① 測定周波数範囲が大幅に広がりました。
従来品は、測定周波数範囲が 0.8Hz~1kHz でしたが、開発品は 20Hz~10kHz という非常に高い周
波数帯域まで測定が可能となりました。
② 高いサンプリング周期を実現しました。
周波数範囲の拡大に対応するため、高いサンプリング周期を実現しました。
③ 取り付けによる誤差を改善しました。
従来品は、測定対象物への取り付けが簡易な方法(両面テープや接着剤)でしたが、開発品はネジ
止めにも対応し、高い周波数や大きな加速度の測定の際にもより正確に測定できるようになりました。

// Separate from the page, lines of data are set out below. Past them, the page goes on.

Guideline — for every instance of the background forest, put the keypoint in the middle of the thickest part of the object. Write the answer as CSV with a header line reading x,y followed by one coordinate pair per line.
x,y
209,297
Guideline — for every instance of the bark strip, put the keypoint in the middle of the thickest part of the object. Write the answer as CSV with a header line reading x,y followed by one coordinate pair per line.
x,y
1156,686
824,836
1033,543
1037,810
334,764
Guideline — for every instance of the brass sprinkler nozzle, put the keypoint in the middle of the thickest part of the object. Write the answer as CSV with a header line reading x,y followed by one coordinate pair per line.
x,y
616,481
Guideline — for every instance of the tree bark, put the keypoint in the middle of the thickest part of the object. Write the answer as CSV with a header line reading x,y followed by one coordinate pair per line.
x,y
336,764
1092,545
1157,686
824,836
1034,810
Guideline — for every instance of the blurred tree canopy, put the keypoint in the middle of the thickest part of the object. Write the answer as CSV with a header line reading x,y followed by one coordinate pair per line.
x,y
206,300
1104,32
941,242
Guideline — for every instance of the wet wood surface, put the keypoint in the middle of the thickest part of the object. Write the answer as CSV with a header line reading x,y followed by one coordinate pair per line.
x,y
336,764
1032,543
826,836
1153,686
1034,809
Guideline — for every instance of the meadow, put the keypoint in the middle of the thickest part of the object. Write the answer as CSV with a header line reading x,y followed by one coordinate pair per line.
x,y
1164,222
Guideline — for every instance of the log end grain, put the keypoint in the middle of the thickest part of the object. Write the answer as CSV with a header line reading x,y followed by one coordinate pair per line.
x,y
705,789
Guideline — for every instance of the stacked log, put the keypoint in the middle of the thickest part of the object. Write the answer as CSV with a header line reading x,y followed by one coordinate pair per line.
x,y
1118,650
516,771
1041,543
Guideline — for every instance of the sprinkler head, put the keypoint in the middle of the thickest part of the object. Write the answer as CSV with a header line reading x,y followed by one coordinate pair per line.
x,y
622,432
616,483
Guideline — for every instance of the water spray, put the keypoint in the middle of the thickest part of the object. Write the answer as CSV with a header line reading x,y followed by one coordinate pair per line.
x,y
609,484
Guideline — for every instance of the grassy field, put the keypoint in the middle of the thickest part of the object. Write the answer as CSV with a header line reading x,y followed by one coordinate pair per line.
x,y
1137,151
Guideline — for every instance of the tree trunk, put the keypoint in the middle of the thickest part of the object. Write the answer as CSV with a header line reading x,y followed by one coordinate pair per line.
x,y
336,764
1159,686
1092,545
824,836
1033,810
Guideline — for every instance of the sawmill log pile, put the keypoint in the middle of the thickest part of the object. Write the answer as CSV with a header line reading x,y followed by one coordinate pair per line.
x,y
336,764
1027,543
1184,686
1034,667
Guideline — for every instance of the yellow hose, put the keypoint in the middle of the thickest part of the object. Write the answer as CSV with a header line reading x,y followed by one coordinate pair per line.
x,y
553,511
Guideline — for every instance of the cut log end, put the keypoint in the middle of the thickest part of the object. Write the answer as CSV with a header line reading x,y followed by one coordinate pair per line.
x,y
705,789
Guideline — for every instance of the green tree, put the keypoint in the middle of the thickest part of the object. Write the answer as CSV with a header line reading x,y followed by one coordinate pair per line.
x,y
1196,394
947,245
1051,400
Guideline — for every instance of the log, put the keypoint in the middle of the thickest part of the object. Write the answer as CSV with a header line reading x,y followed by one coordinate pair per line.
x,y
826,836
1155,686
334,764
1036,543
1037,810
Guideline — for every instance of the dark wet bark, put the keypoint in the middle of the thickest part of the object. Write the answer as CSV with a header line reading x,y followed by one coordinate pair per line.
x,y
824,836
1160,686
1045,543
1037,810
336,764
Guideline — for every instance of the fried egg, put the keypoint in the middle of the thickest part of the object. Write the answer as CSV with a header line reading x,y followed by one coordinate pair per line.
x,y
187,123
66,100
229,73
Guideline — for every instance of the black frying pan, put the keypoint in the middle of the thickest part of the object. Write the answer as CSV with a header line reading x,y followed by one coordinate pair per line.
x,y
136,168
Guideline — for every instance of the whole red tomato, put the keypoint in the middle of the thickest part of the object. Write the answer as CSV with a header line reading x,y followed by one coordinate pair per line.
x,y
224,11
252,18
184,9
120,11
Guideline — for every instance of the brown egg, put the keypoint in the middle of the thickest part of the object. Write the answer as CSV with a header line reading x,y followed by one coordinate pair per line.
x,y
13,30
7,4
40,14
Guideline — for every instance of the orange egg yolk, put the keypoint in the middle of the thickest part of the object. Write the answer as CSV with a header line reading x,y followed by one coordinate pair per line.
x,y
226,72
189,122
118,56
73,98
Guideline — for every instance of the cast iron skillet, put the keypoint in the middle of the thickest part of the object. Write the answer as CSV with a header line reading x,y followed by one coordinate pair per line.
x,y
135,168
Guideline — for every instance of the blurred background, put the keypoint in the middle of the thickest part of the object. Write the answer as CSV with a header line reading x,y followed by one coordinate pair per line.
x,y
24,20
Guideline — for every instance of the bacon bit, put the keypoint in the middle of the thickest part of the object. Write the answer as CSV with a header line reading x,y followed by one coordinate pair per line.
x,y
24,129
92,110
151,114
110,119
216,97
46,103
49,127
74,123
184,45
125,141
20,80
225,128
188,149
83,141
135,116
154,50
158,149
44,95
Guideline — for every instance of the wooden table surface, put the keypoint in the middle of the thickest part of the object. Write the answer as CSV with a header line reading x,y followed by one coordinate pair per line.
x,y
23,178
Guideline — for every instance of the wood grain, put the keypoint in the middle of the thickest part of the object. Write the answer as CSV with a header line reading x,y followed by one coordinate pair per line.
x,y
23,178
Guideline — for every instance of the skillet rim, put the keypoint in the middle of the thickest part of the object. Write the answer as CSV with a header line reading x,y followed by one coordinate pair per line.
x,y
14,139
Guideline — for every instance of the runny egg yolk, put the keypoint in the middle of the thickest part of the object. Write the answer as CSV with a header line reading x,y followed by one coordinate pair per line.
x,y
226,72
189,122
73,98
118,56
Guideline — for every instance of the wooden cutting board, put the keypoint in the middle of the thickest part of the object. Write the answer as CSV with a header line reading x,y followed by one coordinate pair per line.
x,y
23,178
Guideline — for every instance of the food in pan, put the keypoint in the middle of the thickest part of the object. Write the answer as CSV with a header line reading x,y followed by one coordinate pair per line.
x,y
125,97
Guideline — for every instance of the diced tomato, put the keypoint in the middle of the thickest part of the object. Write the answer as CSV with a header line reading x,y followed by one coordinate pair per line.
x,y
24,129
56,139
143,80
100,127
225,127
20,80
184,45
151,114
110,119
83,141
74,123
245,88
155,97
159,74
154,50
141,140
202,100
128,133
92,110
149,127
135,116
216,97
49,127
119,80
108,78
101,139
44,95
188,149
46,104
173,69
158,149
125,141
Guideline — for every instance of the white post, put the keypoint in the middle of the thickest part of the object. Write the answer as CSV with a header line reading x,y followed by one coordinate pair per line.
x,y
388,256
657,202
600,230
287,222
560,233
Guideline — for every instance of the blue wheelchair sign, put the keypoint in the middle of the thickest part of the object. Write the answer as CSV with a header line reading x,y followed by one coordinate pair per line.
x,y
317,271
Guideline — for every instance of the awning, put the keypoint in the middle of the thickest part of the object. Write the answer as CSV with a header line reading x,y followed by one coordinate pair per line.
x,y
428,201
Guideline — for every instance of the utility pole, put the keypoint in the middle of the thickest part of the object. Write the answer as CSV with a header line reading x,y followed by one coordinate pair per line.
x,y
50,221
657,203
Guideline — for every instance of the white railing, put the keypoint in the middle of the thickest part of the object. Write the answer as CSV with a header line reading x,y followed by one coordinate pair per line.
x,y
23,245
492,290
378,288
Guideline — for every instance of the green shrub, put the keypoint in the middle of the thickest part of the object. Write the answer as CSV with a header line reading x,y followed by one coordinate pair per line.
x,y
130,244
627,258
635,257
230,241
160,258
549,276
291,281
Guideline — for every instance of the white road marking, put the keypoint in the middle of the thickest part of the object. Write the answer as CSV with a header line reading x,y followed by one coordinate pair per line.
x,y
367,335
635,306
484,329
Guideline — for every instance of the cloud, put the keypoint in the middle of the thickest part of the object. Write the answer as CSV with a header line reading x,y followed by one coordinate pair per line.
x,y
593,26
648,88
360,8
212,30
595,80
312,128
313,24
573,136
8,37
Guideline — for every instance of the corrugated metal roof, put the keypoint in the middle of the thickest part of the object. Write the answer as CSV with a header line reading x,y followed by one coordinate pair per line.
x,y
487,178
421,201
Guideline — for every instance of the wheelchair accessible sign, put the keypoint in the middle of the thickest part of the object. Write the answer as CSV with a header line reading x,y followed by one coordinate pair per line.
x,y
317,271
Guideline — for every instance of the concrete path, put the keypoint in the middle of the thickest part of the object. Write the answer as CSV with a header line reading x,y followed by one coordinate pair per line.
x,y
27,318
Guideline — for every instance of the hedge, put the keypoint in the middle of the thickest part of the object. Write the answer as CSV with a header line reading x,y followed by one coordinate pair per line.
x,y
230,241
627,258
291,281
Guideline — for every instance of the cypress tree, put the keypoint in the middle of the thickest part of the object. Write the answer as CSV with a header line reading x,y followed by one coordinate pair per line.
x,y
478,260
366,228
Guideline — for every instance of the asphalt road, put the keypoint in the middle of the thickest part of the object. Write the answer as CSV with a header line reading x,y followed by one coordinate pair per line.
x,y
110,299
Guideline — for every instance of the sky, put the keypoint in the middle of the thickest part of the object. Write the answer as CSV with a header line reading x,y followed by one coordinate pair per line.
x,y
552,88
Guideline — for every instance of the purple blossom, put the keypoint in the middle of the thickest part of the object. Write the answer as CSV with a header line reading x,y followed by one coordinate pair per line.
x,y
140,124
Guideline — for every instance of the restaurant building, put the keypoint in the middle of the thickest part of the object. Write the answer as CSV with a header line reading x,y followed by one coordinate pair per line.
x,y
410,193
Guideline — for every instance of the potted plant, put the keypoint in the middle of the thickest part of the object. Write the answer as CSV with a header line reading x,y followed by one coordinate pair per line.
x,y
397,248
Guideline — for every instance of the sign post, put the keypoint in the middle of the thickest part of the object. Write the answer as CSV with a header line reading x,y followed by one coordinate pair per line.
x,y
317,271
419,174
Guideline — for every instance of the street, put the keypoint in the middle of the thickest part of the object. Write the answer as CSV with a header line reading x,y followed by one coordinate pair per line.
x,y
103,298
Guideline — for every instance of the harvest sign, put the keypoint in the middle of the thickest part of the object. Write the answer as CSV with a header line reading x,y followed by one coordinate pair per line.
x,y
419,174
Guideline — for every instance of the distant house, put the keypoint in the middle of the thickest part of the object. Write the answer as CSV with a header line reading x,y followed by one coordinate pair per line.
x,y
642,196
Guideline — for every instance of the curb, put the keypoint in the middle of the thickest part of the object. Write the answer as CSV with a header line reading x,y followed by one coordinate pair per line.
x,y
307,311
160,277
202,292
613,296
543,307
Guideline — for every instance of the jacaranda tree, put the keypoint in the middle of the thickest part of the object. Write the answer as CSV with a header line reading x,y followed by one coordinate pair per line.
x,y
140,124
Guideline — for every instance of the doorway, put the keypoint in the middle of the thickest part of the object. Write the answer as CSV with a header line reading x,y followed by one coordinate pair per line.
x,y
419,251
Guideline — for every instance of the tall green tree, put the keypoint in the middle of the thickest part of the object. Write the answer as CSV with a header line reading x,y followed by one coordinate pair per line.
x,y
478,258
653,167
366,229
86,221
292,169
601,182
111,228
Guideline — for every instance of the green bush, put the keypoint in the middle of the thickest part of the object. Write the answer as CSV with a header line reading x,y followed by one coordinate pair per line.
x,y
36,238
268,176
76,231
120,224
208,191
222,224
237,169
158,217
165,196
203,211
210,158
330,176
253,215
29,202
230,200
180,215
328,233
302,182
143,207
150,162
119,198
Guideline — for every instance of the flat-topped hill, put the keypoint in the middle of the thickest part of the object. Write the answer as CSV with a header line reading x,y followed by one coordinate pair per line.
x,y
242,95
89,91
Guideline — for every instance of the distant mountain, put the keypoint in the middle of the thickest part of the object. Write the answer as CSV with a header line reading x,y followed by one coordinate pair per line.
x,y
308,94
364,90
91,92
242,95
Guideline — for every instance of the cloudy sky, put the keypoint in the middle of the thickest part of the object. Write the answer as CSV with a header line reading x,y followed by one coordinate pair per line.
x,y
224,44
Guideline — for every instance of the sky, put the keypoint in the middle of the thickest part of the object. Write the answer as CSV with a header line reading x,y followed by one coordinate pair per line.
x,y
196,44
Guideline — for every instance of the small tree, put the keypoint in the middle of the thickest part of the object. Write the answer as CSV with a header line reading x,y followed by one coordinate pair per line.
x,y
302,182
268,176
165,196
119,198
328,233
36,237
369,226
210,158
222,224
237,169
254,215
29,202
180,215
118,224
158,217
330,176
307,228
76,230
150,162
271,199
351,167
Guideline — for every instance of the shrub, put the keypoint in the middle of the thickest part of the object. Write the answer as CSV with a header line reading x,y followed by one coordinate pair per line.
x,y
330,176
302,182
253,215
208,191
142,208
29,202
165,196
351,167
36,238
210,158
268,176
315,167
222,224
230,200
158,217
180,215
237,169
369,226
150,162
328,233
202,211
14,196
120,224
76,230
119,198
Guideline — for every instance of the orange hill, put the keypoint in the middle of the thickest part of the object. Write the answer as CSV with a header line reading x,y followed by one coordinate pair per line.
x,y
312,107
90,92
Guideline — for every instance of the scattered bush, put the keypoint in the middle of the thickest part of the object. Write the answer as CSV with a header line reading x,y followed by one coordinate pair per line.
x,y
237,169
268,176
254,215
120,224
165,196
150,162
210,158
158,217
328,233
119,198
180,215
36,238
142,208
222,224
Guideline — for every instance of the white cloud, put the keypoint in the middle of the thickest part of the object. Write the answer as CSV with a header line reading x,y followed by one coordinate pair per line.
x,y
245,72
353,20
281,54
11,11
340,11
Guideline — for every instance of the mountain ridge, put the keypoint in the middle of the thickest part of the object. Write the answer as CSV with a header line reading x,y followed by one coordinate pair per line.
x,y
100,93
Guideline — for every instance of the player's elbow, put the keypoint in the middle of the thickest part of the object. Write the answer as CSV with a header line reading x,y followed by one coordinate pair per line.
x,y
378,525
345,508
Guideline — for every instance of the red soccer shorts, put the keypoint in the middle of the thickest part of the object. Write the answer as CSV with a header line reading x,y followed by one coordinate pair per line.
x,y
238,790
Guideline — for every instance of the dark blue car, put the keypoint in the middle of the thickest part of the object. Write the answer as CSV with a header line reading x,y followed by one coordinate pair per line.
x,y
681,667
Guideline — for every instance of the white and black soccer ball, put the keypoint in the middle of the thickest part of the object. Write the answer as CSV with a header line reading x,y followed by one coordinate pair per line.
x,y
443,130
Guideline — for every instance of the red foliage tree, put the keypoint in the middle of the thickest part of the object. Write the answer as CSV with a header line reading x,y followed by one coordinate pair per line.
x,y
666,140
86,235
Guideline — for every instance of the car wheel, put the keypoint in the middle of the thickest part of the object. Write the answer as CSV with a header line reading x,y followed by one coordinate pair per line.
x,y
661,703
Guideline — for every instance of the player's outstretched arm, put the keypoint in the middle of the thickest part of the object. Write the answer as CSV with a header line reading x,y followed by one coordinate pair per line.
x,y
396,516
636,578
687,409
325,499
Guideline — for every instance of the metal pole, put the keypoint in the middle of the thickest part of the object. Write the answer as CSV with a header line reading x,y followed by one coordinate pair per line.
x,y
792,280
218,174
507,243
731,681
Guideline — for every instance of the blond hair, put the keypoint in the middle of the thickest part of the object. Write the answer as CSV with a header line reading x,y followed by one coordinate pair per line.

これらの特長により、工場内で稼動する工作機械内の部品劣化や故障等を監視する予防保全・予兆管
理での利用や、設備の振動解析など、様々な場面で振動を測定・監視することができます。また、近年注目
を集めている工場の IoT 化にも本製品を活用することができます。
3
県工技センターの支援内容
本製品の開発にあたり、高い周波数帯域まで対応可能な製品を設計する必要があります。工技セ
ンターでは、平成 27 年度に導入された統合化 CAE システムを活用し、コンピュータ・シミュレー
ションを用いて、製品の最適な形状や寸法等を設計するための技術支援を行いました。
4
今後の展開
開発した製品は、
「高周波数帯域3軸加速度センサ MA3-**BA」として、マイクロストーン株式会
社から 2016 年 12 月に発売される予定です。高い周波数の振動測定を必要とする工場内の生産設備
の監視用途等に導入が見込まれています。
* この件に関するお問い合わせは,下記までお願いします。
マイクロストーン株式会社
代表取締役社長 白鳥 敬日瑚,営業部 畠山 稔
〒385-0007
長野県佐久市新子田 1934
TEL:0267-66-0388
FAX:0267-66-0355
E-mail:[email protected]
長野県工業技術総合センター
精密・電子技術部門
測定部長 尾坂 一,主任研究員 西田 崇
〒394-0084
長野県岡谷市長地片間町一丁目 3-1
TEL:0266-23-4000(代表)
FAX:0266-23-9081
E-mail:[email protected]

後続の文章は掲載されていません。